Chacun voit midi à sa porte. Pour Nicolas Sarkozy, le bilan de la loi de sécurité intérieure, votée le 18 mars 2003, est positif. Pour les prostituées et les associations qui les épaulent, il est désastreux. Le ministre de l'Intérieur voulait balayer les trottoirs. Mission accomplie: les filles se sont rabattues sur les bois, les parkings et les abords des autoroutes, où elles tapinent dans la nuit noire, outre les saunas et les sous-sols de discothèque. Passibles de deux mois de prison et de 3 750 euros d'amende pour racolage - désormais considéré comme un délit - les prostituées, devenues délinquantes, se terrent. Du coup, clients et policiers se croient tout permis.
Dans un rapport remis à la mairie de Paris, Janine Mossuz-Lavau, directrice de recherche au CNRS, cite de nombreux témoignages de péripatéticiennes de la capitale évoquant des courses-poursuites avec plaquages au sol, des gazages à la bombe lacrymogène, voire du chantage sexuel de la part des agents… «Loin de protéger les personnes prostituées, la loi les met en danger», tranche la sociologue. Pourtant, si les PV pleuvent, les condamnations sont rarissimes.

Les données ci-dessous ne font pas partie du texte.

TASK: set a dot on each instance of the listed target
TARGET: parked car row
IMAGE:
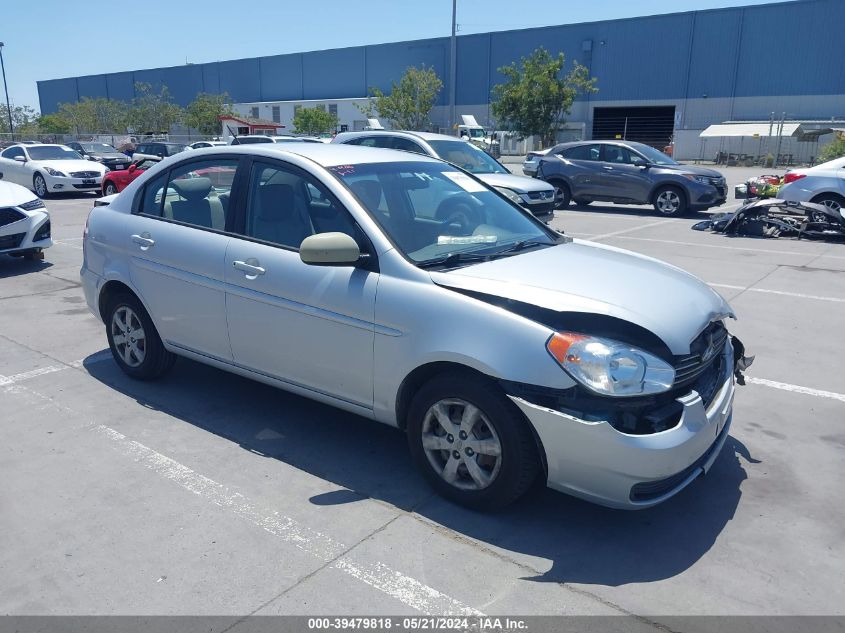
(624, 172)
(278, 250)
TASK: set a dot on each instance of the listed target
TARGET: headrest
(369, 191)
(192, 188)
(275, 201)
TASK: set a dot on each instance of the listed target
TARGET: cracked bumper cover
(594, 461)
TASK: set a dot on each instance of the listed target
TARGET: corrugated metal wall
(767, 50)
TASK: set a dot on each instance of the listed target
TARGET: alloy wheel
(461, 445)
(128, 336)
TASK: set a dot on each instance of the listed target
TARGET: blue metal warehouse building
(659, 76)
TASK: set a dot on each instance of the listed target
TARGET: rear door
(621, 178)
(177, 246)
(311, 326)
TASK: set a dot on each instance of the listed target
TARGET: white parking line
(51, 369)
(784, 293)
(785, 386)
(407, 590)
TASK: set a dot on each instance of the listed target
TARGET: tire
(669, 201)
(39, 185)
(144, 357)
(563, 195)
(832, 201)
(461, 463)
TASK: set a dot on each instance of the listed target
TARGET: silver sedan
(401, 288)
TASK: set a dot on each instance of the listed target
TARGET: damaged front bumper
(595, 461)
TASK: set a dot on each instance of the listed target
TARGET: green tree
(410, 101)
(313, 121)
(203, 113)
(832, 150)
(535, 97)
(153, 111)
(53, 124)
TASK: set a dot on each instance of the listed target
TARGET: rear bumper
(594, 461)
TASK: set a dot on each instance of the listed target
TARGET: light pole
(453, 65)
(6, 89)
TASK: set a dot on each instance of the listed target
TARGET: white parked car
(822, 184)
(24, 222)
(47, 169)
(506, 351)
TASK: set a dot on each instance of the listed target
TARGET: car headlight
(608, 367)
(704, 180)
(510, 195)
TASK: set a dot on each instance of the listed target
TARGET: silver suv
(536, 196)
(505, 350)
(625, 172)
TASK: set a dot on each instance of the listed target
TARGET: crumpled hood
(587, 277)
(520, 184)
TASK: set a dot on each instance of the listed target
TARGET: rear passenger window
(196, 193)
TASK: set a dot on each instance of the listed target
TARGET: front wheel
(40, 186)
(471, 442)
(134, 341)
(670, 201)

Car la sanction importe moins que la crainte qu'elle suscite, semblent penser les juges avec Nicolas Sarkozy. Le ministre de l'Intérieur se veut pragmatique. Et ça marche. Harcelées, soumises à des gardes à vue de quarante-huit heures, les jeunes femmes embrigadées par les mafias finissent parfois par accepter le donnant-donnant prévu par la loi: un nom contre des papiers.

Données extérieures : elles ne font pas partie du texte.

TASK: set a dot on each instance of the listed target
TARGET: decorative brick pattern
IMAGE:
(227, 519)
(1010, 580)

150 étrangères - dont 90 «Parisiennes» - ont ainsi obtenu un titre de séjour provisoire et un permis de travail en échange de l'identité de leur(s) tortionnaire(s). 22 réseaux ont été démantelés, dont 15 à Paris, où triment la moitié des 15 000 à 18 000 prostituées - bulgares et nigérianes notamment - recensées par l'Office central pour la répression de la traite des êtres humains.

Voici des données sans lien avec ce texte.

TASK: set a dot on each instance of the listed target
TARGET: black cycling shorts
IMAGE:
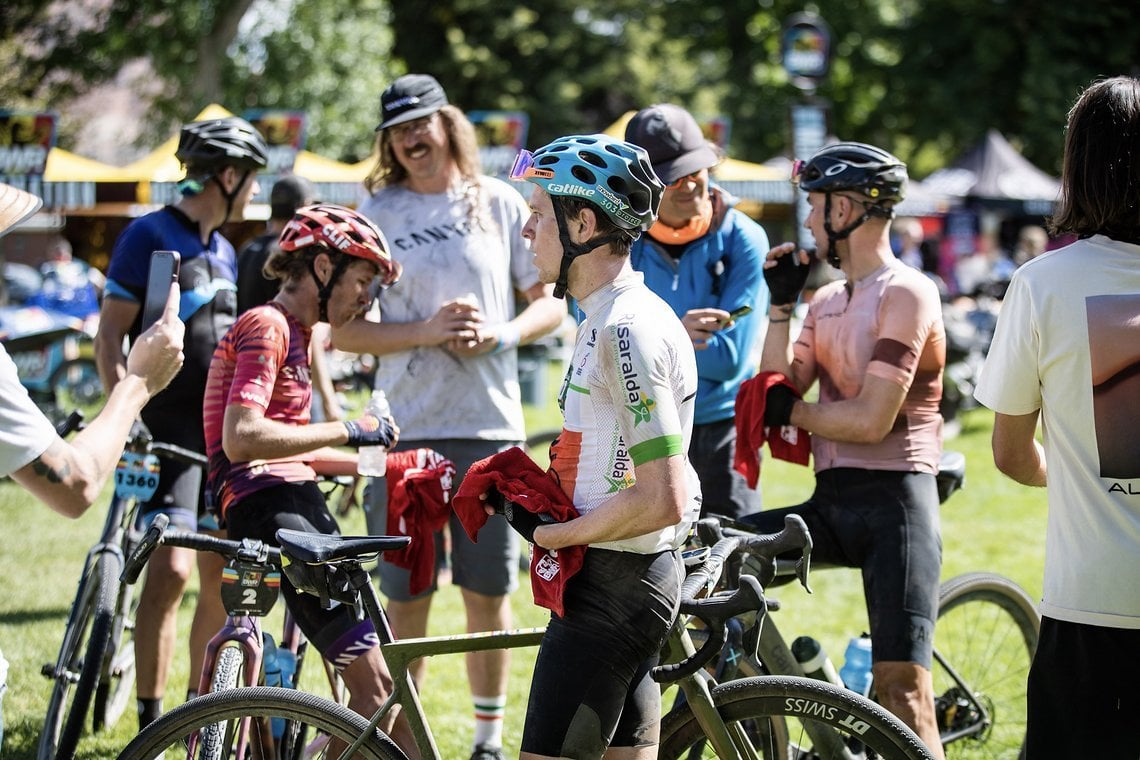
(885, 523)
(592, 688)
(335, 632)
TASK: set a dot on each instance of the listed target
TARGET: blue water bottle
(271, 668)
(856, 670)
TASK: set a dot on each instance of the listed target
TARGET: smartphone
(737, 313)
(163, 274)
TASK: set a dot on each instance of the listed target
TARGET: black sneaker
(487, 752)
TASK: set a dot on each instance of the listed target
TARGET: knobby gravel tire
(173, 729)
(986, 631)
(213, 740)
(789, 701)
(66, 717)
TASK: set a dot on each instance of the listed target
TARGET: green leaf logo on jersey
(619, 483)
(642, 410)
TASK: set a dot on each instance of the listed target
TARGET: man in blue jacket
(705, 259)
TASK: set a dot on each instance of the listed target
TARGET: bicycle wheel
(76, 672)
(984, 642)
(771, 717)
(227, 675)
(179, 728)
(116, 680)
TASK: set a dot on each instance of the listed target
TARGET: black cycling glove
(778, 406)
(519, 517)
(369, 430)
(786, 279)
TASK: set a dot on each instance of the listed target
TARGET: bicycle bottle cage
(249, 585)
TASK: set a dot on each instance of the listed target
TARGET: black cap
(412, 96)
(288, 194)
(674, 141)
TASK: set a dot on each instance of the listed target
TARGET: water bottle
(814, 661)
(373, 459)
(269, 661)
(286, 661)
(856, 670)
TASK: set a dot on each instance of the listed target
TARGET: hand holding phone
(163, 274)
(737, 313)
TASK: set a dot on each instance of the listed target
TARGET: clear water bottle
(856, 670)
(373, 459)
(814, 661)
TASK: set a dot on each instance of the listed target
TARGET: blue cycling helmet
(615, 176)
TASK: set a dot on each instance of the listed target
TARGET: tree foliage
(922, 78)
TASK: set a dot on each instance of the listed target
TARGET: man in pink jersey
(876, 344)
(265, 455)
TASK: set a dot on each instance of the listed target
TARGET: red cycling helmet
(341, 230)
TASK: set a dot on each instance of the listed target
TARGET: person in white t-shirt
(1066, 352)
(68, 475)
(447, 344)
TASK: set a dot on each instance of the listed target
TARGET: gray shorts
(489, 568)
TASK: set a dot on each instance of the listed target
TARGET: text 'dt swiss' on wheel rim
(784, 717)
(984, 642)
(172, 734)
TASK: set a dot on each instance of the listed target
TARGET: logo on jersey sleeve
(642, 410)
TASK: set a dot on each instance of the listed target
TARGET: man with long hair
(447, 344)
(1066, 352)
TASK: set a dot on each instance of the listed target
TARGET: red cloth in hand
(418, 491)
(515, 475)
(791, 443)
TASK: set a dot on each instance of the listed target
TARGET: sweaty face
(352, 293)
(542, 229)
(421, 146)
(683, 199)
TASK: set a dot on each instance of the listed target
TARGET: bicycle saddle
(318, 548)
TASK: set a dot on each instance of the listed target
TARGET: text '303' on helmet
(229, 141)
(856, 166)
(342, 230)
(611, 173)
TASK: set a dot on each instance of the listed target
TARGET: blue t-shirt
(206, 277)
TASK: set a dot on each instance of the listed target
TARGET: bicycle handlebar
(159, 534)
(748, 596)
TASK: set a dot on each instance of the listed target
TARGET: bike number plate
(137, 476)
(249, 588)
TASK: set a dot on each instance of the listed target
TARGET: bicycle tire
(174, 728)
(116, 680)
(749, 703)
(227, 675)
(986, 632)
(88, 632)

Pour les victimes «repenties», le tableau est plus contrasté. Seules 57 d'entre elles ont bénéficié du dispositif Ac-sé, chargé de placer les filles des réseaux dans des centres d'hébergement éloignés de leur lieu d'exploitation. Les autres ont croisé la route de travailleurs sociaux ou se sont tout bonnement volatilisées. Loin des grands boulevards.